I too seem to have one slot in my brain for the "foreign language" chip. I speak very confident German and Italian, along with a smattering of other things. This summer, our German twin town sent a delegation to my Italian village. I was drafted to help communicate. Without even noticing, I would speak Italian to the Germans and German to the Italians and then try to translate for my English monoglot friends. Never a glitch with English but the German and Italian were fighting for that one slot! It was hilarious but annoying. More practice required!

Posted by
282 posts

Nelly,
probably hilarious but annoying in your mind ... not for the people around you, who will appreciate and truly value your knowledge of these three languages.
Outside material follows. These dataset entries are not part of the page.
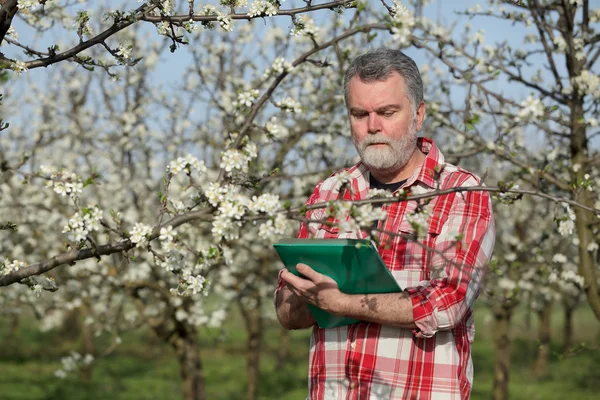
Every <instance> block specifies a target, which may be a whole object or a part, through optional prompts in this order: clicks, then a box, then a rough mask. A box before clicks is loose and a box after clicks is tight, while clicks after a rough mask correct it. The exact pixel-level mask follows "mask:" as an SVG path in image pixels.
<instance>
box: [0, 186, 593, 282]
mask: <svg viewBox="0 0 600 400" xmlns="http://www.w3.org/2000/svg"><path fill="white" fill-rule="evenodd" d="M461 192H491V193H499V194H500V198H501V199H502V200H503V201H507V202H511V201H516V200H518V199H519V198H520V197H521V196H523V195H530V196H536V197H541V198H544V199H548V200H551V201H553V202H555V203H563V204H568V205H570V206H573V207H577V208H581V209H583V210H586V211H589V212H592V213H594V214H595V215H596V216H598V217H600V210H599V209H595V208H591V207H587V206H585V205H582V204H580V203H578V202H576V201H574V200H570V199H567V198H564V197H558V196H553V195H549V194H547V193H543V192H540V191H535V190H524V189H516V188H510V187H487V186H468V187H456V188H451V189H445V190H433V191H431V192H427V193H420V194H415V195H409V196H403V197H399V198H398V197H393V198H389V197H387V198H372V199H366V200H357V201H347V202H344V203H347V204H349V205H351V206H353V207H359V206H363V205H371V204H373V205H382V204H388V203H395V202H404V201H413V200H414V201H419V200H426V199H431V198H433V197H437V196H442V195H447V194H450V193H461ZM511 196H512V197H511ZM331 206H332V204H331V203H330V202H327V203H318V204H313V205H310V206H303V207H298V208H290V209H287V210H285V209H283V210H279V211H277V212H275V213H274V214H283V215H287V216H288V218H289V217H293V216H299V215H303V214H304V212H306V211H308V210H315V209H321V208H322V209H328V208H331ZM567 212H568V217H567V218H563V219H562V220H561V221H560V222H561V224H562V223H564V224H565V225H564V227H563V228H562V229H564V230H570V231H572V229H573V226H572V221H573V219H574V215H572V211H570V209H568V210H567ZM269 218H271V216H268V215H244V213H243V212H242V215H241V216H240V217H239V219H238V221H239V222H240V224H241V223H242V222H252V221H258V220H267V219H269ZM195 220H201V221H205V222H213V223H214V222H215V217H214V216H213V215H212V212H211V210H207V209H203V210H198V211H191V212H188V213H185V214H181V215H178V216H175V217H173V218H172V219H170V220H169V221H167V222H165V223H164V224H162V225H160V226H157V227H156V228H154V229H152V230H151V231H149V232H146V231H145V232H143V236H144V239H143V240H142V241H143V242H148V243H149V242H151V241H152V240H154V239H156V238H158V237H159V236H160V235H161V231H162V232H164V230H165V229H167V228H169V230H170V229H174V228H177V227H178V226H180V225H182V224H185V223H189V222H191V221H195ZM240 227H241V225H240ZM559 229H560V227H559ZM390 234H395V235H401V234H399V233H390ZM412 239H413V240H414V238H412ZM140 240H141V239H136V240H133V239H132V238H126V239H124V240H122V241H120V242H118V243H115V244H107V245H99V246H93V247H89V248H82V249H74V250H71V251H69V252H66V253H62V254H59V255H57V256H54V257H52V258H51V259H49V260H47V261H45V262H42V263H38V264H32V265H29V266H25V265H19V266H12V268H7V267H6V265H5V264H3V267H4V268H3V269H0V272H4V273H3V274H2V275H0V286H8V285H10V284H13V283H16V282H19V281H21V280H23V279H25V278H28V277H31V276H34V275H40V274H43V273H45V272H48V271H50V270H52V269H54V268H56V267H58V266H61V265H68V264H73V263H75V262H76V261H81V260H85V259H90V258H100V257H101V256H104V255H109V254H114V253H123V252H127V251H129V250H131V249H133V248H135V247H136V244H137V243H138V242H140ZM6 269H8V271H10V272H5V271H4V270H6Z"/></svg>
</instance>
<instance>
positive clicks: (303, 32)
mask: <svg viewBox="0 0 600 400" xmlns="http://www.w3.org/2000/svg"><path fill="white" fill-rule="evenodd" d="M318 34H319V27H318V26H317V25H315V21H313V19H312V18H310V17H305V16H301V17H297V18H296V20H295V21H294V27H293V28H292V31H291V32H290V35H292V36H300V35H303V36H314V37H316V36H317V35H318Z"/></svg>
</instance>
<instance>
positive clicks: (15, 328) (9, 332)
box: [4, 314, 19, 348]
mask: <svg viewBox="0 0 600 400" xmlns="http://www.w3.org/2000/svg"><path fill="white" fill-rule="evenodd" d="M8 318H9V322H8V332H7V334H6V341H5V343H4V347H6V348H10V345H11V344H12V341H13V339H14V338H15V337H16V336H17V332H18V331H19V314H10V315H9V316H8Z"/></svg>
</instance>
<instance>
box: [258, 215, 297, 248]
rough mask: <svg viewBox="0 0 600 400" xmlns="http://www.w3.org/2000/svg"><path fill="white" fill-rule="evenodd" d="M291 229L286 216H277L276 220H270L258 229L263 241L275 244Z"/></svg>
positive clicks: (281, 215) (269, 219)
mask: <svg viewBox="0 0 600 400" xmlns="http://www.w3.org/2000/svg"><path fill="white" fill-rule="evenodd" d="M289 227H290V225H289V221H288V219H287V218H286V217H285V215H283V214H277V216H276V217H275V218H274V219H269V220H267V221H266V222H264V223H263V224H261V225H260V226H259V227H258V236H259V237H260V239H262V240H265V241H267V242H269V243H274V242H276V241H277V240H278V239H280V238H281V237H283V236H284V235H285V234H286V232H287V231H288V229H289Z"/></svg>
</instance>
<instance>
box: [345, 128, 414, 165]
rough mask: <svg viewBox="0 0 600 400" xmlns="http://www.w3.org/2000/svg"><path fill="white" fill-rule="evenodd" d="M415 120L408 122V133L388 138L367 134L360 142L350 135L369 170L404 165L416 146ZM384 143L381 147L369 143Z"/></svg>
mask: <svg viewBox="0 0 600 400" xmlns="http://www.w3.org/2000/svg"><path fill="white" fill-rule="evenodd" d="M415 122H416V121H413V123H411V124H410V127H409V128H408V135H406V136H403V137H400V138H397V139H390V138H388V137H386V136H384V135H383V134H380V133H378V134H374V135H368V136H367V137H365V138H364V140H363V141H362V142H360V143H357V141H356V139H355V135H352V141H353V142H354V146H355V147H356V150H357V151H358V154H359V155H360V158H361V160H362V162H363V164H365V166H366V167H367V168H369V169H370V170H375V171H381V172H388V171H395V170H400V169H401V168H402V167H404V166H405V165H406V164H407V163H408V161H409V160H410V158H411V157H412V155H413V153H414V152H415V150H416V148H417V127H416V123H415ZM375 143H385V145H386V146H384V147H383V148H381V147H379V148H375V147H371V146H370V145H371V144H375Z"/></svg>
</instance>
Within the animal kingdom, each animal speaks only one language. We humans also belong to the animal kingdom... much praise to those who distinguish themselves by speaking more than one language!

Posted by
1947 posts

My advice is practice, practice, practice. The only two people I know who could switch languages at will were my grandmother and her sister. They would switch between 4 languages while talking on the phone to each other. They were convinced their conversations were being monitored. Like others I only have two slots for languages. English (which really isn't my first language) and other. If spoken to in French, for example, I may respond in either German or Spanish. Whatever comes out first.

Posted by
9573 posts

You just have to have enough exposure to complete phrases or sentences to get them ingrained in your head, even temporarily. if you have to keep going back to English and finding the right word, it really slows you down. I remember having a conversation in Alsace in mixture of German and French and it worked well, since they were all bi-lingual. Whatever works.

Posted by
15878 posts

"...practice, practice, practice." How utterly true in terms of speaking, writing, and reading.

You keep practicing , pound away at it until you have internalized it, dream in the language, and, above all, able to switch back and forth between 2 or even 3 languages with ease without running into linguistic interference .

Posted by
2517 posts

I find that translating in your head is part of the problem. If you find yourself thinking. "baum means tree", or "Gelb means yellow", or any variation, that's a problem. Baum is baum, gelb is gelb. Quit translating.